Computationally validated magnesium and graphene oxide anchored SnO2 quantum dots for RhB reduction and antibacterial activity

Abstract

Developing multi-functional catalysts for wastewater purification and bactericidal inactivation is quite interesting but remains a significant challenge. Herein, varying concentrations (2 and 4 wt%) of magnesium (Mg) doped with a fixed amount of graphene oxide–stannic oxide quantum dots (GO–SnO₂ QDs) were prepared by a low temperature co-precipitation approach. This research provides dual approaches, experimental as well as theoretical, to study the properties of doping-dependent SnO₂ for rhodamine B degradation and MDR S. aureus inactivation. The addition of two-dimensional GO exposed more active sites, and Mg metal facilitates the transportation of charge carriers for catalytic and antibacterial activity.
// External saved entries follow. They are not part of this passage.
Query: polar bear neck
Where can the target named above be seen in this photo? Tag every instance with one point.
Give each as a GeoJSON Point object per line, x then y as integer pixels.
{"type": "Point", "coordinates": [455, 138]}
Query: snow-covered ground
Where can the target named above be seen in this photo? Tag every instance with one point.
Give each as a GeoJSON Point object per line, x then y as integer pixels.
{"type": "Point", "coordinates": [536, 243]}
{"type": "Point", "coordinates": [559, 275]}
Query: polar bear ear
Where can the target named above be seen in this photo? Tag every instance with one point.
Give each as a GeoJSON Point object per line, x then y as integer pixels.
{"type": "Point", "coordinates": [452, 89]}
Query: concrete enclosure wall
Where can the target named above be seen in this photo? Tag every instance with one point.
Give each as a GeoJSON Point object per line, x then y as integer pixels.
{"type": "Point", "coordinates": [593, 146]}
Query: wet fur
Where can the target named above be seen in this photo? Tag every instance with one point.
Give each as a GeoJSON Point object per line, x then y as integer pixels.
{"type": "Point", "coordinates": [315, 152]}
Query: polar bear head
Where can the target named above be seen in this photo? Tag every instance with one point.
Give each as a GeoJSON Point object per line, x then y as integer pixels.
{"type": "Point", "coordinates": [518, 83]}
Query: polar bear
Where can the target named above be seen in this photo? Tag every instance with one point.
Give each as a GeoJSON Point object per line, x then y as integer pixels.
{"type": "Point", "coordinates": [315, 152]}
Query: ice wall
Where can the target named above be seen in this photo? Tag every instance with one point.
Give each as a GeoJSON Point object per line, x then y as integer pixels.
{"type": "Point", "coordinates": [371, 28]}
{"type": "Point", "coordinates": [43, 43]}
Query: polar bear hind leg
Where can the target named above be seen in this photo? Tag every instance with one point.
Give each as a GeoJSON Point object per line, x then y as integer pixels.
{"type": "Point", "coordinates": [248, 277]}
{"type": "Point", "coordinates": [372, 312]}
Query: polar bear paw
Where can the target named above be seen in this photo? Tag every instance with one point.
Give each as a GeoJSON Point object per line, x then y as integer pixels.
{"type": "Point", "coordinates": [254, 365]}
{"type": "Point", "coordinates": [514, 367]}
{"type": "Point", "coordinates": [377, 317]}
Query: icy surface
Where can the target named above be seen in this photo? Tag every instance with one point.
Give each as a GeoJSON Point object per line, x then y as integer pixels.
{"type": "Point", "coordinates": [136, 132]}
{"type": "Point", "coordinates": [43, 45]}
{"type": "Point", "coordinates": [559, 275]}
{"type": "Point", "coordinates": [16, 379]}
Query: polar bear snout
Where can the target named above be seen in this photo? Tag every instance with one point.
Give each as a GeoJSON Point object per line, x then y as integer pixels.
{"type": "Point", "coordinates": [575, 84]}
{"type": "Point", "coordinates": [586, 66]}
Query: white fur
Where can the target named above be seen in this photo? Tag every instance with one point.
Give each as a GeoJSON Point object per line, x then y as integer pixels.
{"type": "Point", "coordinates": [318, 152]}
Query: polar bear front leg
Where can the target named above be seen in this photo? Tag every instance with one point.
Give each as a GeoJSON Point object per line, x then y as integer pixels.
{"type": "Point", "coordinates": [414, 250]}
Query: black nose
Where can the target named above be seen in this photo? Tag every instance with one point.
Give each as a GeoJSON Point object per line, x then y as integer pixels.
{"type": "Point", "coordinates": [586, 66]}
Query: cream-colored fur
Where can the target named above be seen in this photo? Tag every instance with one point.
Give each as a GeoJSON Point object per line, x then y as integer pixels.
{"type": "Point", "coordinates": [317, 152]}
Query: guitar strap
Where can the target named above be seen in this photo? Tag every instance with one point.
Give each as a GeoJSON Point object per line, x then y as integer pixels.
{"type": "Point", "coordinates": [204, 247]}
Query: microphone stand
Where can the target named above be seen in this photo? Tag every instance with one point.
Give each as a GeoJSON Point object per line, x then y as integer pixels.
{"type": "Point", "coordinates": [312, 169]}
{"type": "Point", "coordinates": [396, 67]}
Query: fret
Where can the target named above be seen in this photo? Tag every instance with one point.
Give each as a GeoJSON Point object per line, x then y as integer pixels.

Advanced characterization confirmed the multiple phases (tetragonal, orthorhombic, and anorthic), polycrystalline behavior, high light absorption intensity, and the QD-like morphology of ternary catalysts. The combination of metal, 2D materials, and metal oxides was proven to be beneficial as they synergistically increased the catalytic activities. Among all synthesized samples, optimized 4% Mg/GO–SnO₂ revealed considerable (94.7%) rhodamine B (RhB) degradation in acidic medium. The optimized sample exhibited a 3.65 ± 0.03 mm inhibition zone towards MDR S. aureus in comparison to ciprofloxacin. Mg/GO-doped SnO₂ exhibited significant inhibitory effects on DNA gyrase and tyrosyl-tRNA synthetase (TyrRS), as corroborated by the in silico approach, indicating its potential as a therapeutic agent for bactericidal action.